Un modèle difficilement exportable ?

Les habitants de Göteborg ont-ils, en réduisant leur temps de travail hebdomadaire, trouvé la solution pour rester en meilleure santé et être plus productif au travail?

C'est ce qu'avance Roland Paulsen, chercheur en administration des affaires à l'Université de Lund.

Interrogé par le Guardian, il explique que réduire les heures de travail va de pair avec une augmentation progressive de la productivité des travailleurs ces quarante dernières années.

"Pendant longtemps, les politiciens ont été en compétition pour nous dire que nous devions créer davantage d'emplois avec de plus longues heures.

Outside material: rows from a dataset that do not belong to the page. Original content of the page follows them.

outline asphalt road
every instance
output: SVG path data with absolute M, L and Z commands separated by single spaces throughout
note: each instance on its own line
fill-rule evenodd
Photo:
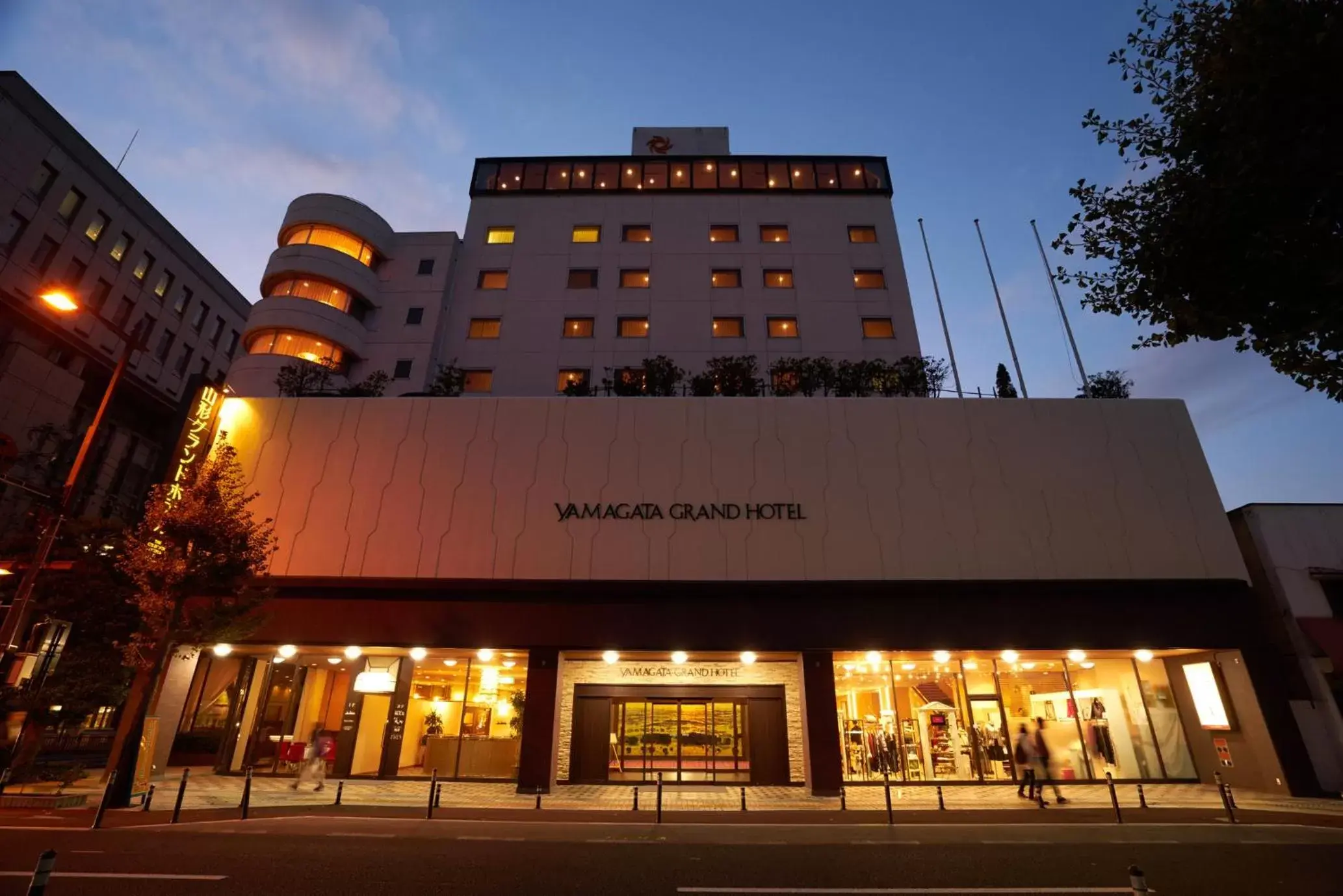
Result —
M 1129 864 L 1158 893 L 1343 889 L 1343 832 L 1297 825 L 5 823 L 0 896 L 26 892 L 47 848 L 58 850 L 47 896 L 1124 893 Z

Le travail était devenu une fin en soi. Mais la productivité des salariés a doublé depuis les années 1970 donc, techniquement, nous avons le même potentiel que si nous que pour une journée où nous travaillerions quatre heures. Reste désormais à savoir comment ces gains de productivité vont être distribués."

À l'heure où le "modèle scandinave" est érigé en exemple par de nombreux personnages politiques, le modèle de Göteborg devrait faire réfléchir. D'autant que, selon les chiffres d'Eurostat et de l'OCDE, la France est championne de la productivité devant l'Allemagne et le Royaume-Uni, avec un taux de 125,5.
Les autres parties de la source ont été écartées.